A stable and rather cheap source of Bangladesh's foreign currency earning, remittance from migrant workers, has been on a falling curve since long despite a marked rise in the outflow of overseas jobseekers. Last year (2022), for instance, more than 1.1 million migrant workers, the highest ever from the country, went abroad, most of them to the Gulf countries. But the money they sent through the official channel dropped to US$21.28 billion from US$22 billion in the previous year, marking a 6.65 per cent decline. The fall in remittance, except the Eid time surge (as in last June), continued with the last month (September 2023) recording the lowest receipt at US$1.34 billion in 41 months since April 2020. It was also 13 per cent lower year-on-year. As expected, the country's forex reserves, which are already severely strained, received yet another blow.
The receipt from export, too, fell short of meeting monthly target recording the lowest earning in three months, though, year-on-year, it earned 10.4 per cent more at US$4.3 billion. But still such a gain compared to the past will be meaningful, if the exporters concerned are not waiting in the hope of a further rise in the US dollar's rate before retrieving those (the US dollars so earned) from abroad. Given the fall in consumers' demand overseas, the reported comparative (year-on-year, if not in monthly terms) gain in export may not be sustainable. This is hardly good news for the forex reserves.

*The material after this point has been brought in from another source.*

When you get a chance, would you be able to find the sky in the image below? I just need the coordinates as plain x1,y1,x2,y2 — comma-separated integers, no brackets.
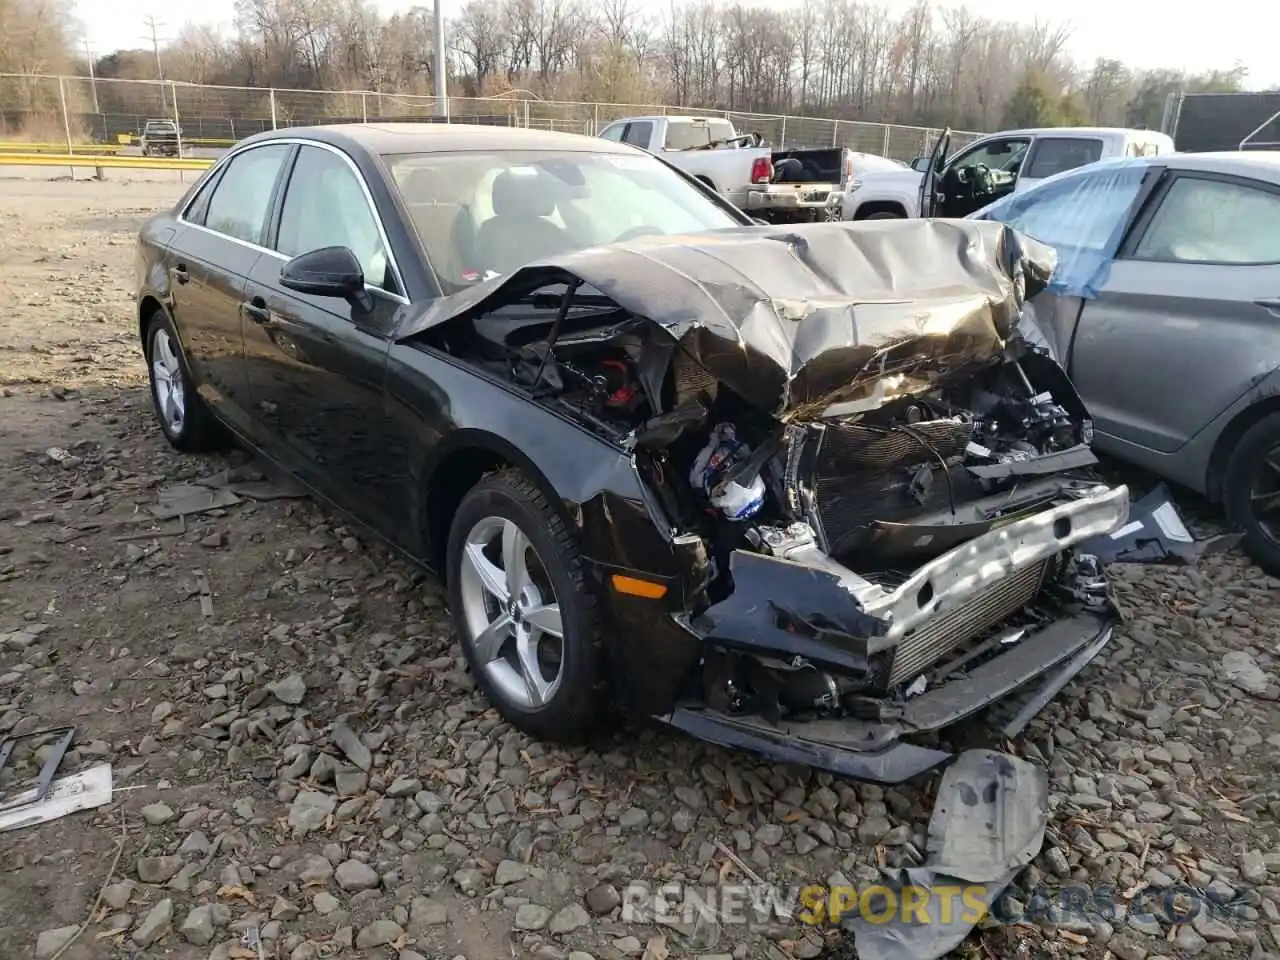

Notably, by the end of last month (on September 26), the country's foreign currency reserves stood at US$21.5 billion. According to the US-based credit rating agency, Ficht, by the end of 2023, reserves will dip further, and will be able to cover only three months' import bill. Clearly, these are the warning signals for the central bank, the Bangladesh Bank (BB), in the upcoming months ahead of the national polls. Hopefully, the BB will go for the drastic policy changes it has been promising since last year to meet the challenges of fast depleting forex reserves, the persistent depreciation of taka against US dollar and the resulting upward push to the inflation. In this context, the BB's present policy of raising the exchange rate from time to time by Tk 0.50 or Tk 1.0 per US dollar, experts hold, is proving counterproductive as it is only fuelling expectations (of further rise in its rate) in the market. The BB should opt for the market-based exchange rate as it promised last July while announcing its monetary policy. To that end, urgent measures have to be in place to narrow down the existing exchange rate gap between formal and informal markets to zero. The current official exchange rate of greenback as determined at Tk 110 by the Bangladesh Foreign Exchange Dealers Association (BAFEDA) and the Association of Bankers, Bangladesh (ABB) with the unofficial backing of the BB, is still lower than the rates being offered by the hundi operators through the kerb market, for instance, recently, at Tk 118 per US dollar.
So, no exhortation even with the 2.5 per cent incentive is going to work as long as the remitters get Tk 8.0 extra for every dollar they send home. But to stop the trend, nothing short of a full-scale war on the hundi operators, who also serve as the conduit for capital flight, both at home and abroad will be necessary.